The president’s decision to fire former acting Attorney General Sally Yates on Tuesday night is a big deal, and the fallout is likely to go on for weeks.
Yates is expected to testify on Thursday, and Trump has already made clear that he doesn’t believe she should testify.
Yates’s replacement will likely be confirmed on Thursday.
Here’s what you need to know about the administration’s move and how it could affect the legal fight that’s already brewing.
The White House says Trump fired Yates to protect himself 2.
Democrats are saying Yates was fired for refusing to enforce Trump’s order that halted refugee resettlement at the US’s airports and denied entry to travelers from Iran, Iraq, Libya, Somalia and Sudan.
Yates was one of two officials who voted to block Trump’s travel ban, and she testified in front of the Senate Judiciary Committee on Tuesday.
She has been a vocal critic of the president, arguing that he is misusing the executive order to restrict the rights of immigrants.
Trump is expected in a letter to Attorney General Jeff Sessions and other top officials Thursday morning to request that Yates be fired.
The move comes after Yates told the Senate Homeland Security Committee that she was “disappointed” by the administration, and that she had “not seen a way forward for the department to make the executive branch more responsive to our nation’s interests.”

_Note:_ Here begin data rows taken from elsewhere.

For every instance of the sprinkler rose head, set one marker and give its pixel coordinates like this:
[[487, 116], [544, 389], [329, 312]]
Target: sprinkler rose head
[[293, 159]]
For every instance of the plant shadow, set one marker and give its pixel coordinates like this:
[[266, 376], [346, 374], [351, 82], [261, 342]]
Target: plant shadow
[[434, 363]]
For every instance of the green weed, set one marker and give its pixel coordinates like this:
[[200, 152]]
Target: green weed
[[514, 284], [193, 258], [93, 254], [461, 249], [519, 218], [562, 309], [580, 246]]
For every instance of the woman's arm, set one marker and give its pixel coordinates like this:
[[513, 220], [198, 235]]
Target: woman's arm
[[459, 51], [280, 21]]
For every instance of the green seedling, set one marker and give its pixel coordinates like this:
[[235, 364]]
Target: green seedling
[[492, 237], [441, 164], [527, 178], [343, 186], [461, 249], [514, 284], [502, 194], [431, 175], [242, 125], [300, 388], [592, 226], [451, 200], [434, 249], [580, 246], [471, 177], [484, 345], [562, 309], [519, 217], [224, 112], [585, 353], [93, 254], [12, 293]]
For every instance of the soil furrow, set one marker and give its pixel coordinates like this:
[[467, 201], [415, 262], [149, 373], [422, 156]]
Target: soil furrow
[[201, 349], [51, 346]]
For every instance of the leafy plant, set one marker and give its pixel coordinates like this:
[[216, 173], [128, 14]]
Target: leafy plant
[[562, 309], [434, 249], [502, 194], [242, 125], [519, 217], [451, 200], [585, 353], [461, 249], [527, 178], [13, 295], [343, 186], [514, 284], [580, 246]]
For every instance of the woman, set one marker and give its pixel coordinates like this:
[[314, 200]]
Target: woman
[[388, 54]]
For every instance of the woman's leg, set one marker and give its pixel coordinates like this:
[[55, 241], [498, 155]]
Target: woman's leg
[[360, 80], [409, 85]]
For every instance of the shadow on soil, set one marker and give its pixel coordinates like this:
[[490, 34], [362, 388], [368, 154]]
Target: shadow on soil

Trump has defended the move as “necessary to protect our nation” and argued that “the President has the authority to order a travel ban.”
There are already concerns that Trump is using the order to target undocumented immigrants.
According to a senior administration official, Yates testified that she felt “that it was necessary to make a difference for the safety of our nation.”
Yates has called the executive action “cruel, un-American, unconstitutional, and un-constitutional.”
And she warned that the move could create a “permanent magnet for terrorists, drug smugglers and human traffickers to infiltrate our borders and commit terrorist attacks.”
The administration has also issued a memo that urges the federal government to provide information about any changes to the executive travel ban that it makes.
It urges the Department of Homeland Security to provide details about the policy changes it makes to the public and in media reports, as well as any changes that the agency makes to other parts of the executive orders.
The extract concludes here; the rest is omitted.